Background: Tools for the evaluation, improvement and promotion of the teaching excellence of faculty remain elusive in residency settings. This study investigates (i) the reliability and validity of the data yielded by using two new instruments for evaluating the teaching qualities of medical faculty, (ii) the instruments' potential for differentiating between faculty, and (iii) the number of residents' evaluations needed per faculty to reliably use the instruments.
Methods and materials: Multicenter cross-sectional survey among 546 residents and 629 medical faculty representing 29 medical (non-surgical) specialty training programs in The Netherlands. Two instruments--one completed by residents and one by faculty--for measuring teaching qualities of faculty were developed. Statistical analyses included factor analysis, reliability and validity exploration using standard psychometric methods, calculation of the numbers of residents' evaluations needed per faculty to achieve reliable assessments and variance components and threshold analyses.
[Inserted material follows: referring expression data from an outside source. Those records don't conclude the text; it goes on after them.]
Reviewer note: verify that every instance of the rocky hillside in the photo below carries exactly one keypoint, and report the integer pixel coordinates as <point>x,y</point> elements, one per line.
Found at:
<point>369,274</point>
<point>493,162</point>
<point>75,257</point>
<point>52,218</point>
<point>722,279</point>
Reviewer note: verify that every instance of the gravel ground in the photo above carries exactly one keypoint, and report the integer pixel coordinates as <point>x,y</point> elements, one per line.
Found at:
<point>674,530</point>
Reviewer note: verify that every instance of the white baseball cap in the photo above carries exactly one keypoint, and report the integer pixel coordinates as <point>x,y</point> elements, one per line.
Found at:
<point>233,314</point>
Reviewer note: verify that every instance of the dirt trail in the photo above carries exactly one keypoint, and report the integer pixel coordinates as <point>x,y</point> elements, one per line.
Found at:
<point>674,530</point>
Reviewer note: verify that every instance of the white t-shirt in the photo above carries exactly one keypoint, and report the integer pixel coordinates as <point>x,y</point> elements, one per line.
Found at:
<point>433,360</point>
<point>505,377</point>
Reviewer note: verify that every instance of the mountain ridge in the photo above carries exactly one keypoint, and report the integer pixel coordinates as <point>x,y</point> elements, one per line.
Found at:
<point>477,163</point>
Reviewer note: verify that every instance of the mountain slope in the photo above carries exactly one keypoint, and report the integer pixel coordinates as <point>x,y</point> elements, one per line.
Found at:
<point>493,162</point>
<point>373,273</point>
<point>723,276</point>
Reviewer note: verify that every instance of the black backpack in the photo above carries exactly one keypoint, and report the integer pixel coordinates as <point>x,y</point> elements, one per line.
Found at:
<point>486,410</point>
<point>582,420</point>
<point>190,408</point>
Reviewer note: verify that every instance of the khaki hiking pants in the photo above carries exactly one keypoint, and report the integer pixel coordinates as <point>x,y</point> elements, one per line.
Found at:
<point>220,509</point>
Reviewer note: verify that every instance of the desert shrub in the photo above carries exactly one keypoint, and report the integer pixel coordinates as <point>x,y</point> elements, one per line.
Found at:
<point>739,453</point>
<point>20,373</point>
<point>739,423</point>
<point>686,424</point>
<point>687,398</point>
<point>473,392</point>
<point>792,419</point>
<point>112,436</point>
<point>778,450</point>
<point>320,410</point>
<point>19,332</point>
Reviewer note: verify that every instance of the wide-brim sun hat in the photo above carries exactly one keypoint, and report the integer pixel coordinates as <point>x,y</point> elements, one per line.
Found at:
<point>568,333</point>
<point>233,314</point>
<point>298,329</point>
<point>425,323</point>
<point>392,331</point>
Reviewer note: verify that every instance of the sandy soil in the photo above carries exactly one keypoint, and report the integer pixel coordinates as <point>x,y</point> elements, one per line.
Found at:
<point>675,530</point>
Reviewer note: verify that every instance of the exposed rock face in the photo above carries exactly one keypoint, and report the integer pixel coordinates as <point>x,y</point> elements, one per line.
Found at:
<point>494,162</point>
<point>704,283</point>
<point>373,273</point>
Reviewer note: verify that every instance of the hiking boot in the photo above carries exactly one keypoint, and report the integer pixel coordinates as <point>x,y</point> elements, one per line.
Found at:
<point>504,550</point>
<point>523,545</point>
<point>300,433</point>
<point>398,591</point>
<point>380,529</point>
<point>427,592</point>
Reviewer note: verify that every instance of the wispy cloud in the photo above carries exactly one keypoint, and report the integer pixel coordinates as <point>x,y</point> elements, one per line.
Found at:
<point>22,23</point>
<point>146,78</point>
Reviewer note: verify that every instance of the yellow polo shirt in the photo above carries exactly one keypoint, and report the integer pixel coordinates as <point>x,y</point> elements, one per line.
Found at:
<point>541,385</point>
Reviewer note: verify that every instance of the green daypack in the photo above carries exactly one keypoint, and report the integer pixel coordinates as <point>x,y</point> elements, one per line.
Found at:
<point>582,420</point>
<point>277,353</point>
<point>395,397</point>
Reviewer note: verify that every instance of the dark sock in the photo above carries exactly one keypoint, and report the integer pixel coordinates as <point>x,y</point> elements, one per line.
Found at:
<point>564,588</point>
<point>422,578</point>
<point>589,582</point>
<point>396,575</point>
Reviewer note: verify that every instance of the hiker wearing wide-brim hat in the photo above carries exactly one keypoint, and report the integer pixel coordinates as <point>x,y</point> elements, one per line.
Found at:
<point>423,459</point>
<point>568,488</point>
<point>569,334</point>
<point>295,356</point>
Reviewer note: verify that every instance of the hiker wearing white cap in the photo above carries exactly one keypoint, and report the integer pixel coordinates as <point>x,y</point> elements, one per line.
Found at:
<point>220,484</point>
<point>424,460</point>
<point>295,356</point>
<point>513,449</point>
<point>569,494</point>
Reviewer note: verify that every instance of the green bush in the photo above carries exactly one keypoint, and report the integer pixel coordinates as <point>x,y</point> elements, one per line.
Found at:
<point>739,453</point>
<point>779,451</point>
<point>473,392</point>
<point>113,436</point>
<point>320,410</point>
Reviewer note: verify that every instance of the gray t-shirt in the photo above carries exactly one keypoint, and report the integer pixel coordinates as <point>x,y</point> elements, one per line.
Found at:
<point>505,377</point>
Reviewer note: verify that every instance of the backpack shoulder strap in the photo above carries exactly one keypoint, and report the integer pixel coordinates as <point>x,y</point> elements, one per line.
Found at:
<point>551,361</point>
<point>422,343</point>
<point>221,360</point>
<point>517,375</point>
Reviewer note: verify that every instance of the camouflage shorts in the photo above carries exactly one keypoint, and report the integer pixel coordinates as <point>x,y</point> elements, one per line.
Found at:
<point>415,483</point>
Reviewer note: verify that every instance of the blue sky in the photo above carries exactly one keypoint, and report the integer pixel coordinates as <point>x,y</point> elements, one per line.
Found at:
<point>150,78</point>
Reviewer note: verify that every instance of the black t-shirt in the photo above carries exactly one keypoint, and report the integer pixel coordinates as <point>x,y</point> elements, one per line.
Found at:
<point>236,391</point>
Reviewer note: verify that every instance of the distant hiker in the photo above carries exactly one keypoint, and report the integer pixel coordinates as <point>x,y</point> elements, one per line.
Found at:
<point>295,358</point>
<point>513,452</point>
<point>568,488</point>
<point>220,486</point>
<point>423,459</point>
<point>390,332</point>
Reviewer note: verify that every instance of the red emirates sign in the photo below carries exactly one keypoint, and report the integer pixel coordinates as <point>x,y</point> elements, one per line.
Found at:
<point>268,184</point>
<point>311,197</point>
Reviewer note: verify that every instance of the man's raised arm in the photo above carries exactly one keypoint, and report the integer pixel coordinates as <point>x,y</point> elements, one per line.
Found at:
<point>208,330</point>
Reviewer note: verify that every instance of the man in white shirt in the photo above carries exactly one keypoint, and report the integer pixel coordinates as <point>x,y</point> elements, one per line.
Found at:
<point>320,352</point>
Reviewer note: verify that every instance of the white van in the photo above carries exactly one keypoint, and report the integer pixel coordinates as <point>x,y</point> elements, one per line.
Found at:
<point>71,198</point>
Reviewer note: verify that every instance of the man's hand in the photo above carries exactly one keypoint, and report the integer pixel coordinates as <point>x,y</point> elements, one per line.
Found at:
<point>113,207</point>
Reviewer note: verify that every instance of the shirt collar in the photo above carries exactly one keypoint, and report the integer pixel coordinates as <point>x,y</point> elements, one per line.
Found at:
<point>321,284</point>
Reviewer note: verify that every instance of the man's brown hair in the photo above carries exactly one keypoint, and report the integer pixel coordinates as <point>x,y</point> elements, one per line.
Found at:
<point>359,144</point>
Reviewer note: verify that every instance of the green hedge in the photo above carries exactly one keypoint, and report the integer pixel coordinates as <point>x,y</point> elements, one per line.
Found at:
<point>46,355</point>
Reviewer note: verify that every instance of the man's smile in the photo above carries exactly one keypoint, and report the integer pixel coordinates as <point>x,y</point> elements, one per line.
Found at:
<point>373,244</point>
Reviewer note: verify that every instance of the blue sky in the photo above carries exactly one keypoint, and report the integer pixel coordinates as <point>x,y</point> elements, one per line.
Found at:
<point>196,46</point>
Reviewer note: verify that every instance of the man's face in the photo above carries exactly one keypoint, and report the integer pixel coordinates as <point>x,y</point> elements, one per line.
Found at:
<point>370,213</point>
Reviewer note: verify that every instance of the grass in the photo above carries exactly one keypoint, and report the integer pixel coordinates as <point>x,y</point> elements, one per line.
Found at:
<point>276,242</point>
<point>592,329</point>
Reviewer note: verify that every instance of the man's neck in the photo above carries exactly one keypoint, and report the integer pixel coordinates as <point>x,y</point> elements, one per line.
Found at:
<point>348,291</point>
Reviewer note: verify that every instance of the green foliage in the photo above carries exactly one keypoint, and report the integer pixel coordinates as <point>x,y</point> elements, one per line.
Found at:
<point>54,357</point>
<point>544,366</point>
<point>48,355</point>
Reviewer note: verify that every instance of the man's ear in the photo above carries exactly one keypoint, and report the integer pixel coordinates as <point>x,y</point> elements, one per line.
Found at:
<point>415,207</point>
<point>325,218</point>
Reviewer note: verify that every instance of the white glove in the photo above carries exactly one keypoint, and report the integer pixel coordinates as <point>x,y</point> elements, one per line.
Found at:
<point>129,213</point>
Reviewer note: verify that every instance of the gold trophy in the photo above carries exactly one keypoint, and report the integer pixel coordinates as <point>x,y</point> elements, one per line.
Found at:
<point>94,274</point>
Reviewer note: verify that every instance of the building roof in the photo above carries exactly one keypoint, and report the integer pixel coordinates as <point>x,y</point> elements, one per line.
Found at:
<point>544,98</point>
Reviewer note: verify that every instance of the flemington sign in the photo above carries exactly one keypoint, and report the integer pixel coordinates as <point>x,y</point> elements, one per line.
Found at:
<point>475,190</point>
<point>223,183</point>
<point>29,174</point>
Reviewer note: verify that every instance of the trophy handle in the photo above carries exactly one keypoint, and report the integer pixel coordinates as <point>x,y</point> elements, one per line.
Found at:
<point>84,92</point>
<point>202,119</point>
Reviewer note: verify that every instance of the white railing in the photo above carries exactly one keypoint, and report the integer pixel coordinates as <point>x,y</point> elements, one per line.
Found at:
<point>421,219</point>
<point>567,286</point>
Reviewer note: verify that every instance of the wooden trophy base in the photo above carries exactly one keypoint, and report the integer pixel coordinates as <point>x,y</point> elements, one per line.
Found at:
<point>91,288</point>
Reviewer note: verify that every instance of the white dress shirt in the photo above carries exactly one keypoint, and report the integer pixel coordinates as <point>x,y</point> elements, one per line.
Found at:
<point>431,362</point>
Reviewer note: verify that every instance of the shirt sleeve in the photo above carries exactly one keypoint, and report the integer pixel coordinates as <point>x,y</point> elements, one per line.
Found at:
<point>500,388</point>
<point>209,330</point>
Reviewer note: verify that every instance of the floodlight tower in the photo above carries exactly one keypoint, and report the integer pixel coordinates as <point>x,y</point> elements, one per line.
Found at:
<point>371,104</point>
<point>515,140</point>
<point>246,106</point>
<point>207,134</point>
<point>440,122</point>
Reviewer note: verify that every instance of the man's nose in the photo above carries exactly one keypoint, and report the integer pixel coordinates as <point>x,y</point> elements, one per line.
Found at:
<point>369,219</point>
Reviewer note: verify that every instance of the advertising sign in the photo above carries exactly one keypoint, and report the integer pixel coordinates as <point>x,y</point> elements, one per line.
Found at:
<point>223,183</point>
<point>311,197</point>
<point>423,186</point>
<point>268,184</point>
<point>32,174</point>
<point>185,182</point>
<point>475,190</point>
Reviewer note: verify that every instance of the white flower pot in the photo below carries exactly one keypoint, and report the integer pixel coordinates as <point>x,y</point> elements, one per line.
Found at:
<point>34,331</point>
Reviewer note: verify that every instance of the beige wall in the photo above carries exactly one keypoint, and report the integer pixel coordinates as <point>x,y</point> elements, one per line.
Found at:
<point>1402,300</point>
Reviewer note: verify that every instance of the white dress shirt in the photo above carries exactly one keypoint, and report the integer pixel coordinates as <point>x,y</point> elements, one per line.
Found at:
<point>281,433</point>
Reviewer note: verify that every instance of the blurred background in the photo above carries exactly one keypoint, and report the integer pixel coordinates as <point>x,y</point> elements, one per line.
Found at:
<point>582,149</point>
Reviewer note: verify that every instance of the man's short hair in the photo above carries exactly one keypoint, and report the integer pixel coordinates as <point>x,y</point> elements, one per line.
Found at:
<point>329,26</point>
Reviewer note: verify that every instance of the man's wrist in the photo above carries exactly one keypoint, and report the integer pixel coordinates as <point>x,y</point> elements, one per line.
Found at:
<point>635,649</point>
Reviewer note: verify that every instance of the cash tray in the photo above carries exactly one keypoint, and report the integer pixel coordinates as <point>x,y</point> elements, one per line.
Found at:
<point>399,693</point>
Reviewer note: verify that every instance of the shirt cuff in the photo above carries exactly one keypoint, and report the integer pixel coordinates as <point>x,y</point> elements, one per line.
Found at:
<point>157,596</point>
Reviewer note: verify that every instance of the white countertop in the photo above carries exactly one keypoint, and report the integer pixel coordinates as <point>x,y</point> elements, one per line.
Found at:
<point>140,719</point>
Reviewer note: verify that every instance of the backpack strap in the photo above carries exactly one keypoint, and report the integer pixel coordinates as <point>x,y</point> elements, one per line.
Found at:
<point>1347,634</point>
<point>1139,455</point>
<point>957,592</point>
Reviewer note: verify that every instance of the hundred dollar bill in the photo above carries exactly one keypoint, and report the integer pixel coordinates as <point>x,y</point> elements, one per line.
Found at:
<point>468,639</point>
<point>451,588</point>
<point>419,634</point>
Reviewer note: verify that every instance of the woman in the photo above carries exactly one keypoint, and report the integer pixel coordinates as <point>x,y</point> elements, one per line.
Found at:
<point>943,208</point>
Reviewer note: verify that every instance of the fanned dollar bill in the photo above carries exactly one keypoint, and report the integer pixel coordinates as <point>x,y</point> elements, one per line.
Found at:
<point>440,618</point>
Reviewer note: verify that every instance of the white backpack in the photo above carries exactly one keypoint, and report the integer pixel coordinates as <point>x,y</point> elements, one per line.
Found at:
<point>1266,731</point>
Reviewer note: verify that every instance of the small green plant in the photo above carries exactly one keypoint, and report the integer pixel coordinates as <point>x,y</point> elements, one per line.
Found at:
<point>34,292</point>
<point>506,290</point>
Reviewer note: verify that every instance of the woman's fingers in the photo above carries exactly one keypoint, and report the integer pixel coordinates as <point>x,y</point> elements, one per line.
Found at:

Results: A total of 403 (73.8%) residents completed 3575 evaluations of 570 medical faculty while 494 (78.5%) faculty self-evaluated. In both instruments five composite-scales of faculty teaching qualities were detected with high internal consistency and reliability: learning climate (Cronbach's alpha of 0.85 for residents' instrument, 0.71 for self-evaluation instrument, professional attitude and behavior (0.84/0.75), communication of goals (0.90/0.84), evaluation of residents (0.91/0.81), and feedback (0.91/0.85). Faculty tended to evaluate themselves higher than did the residents. Up to a third of the total variance in various teaching qualities can be attributed to between-faculty differences. Some seven residents' evaluations per faculty are needed for assessments to attain a reliability level of 0.90.
Conclusions: The instruments for evaluating teaching qualities of medical faculty appear to yield reliable and valid data. They are feasible for use in medical residencies, can detect between-faculty differences and supply potentially useful information for improving graduate medical education.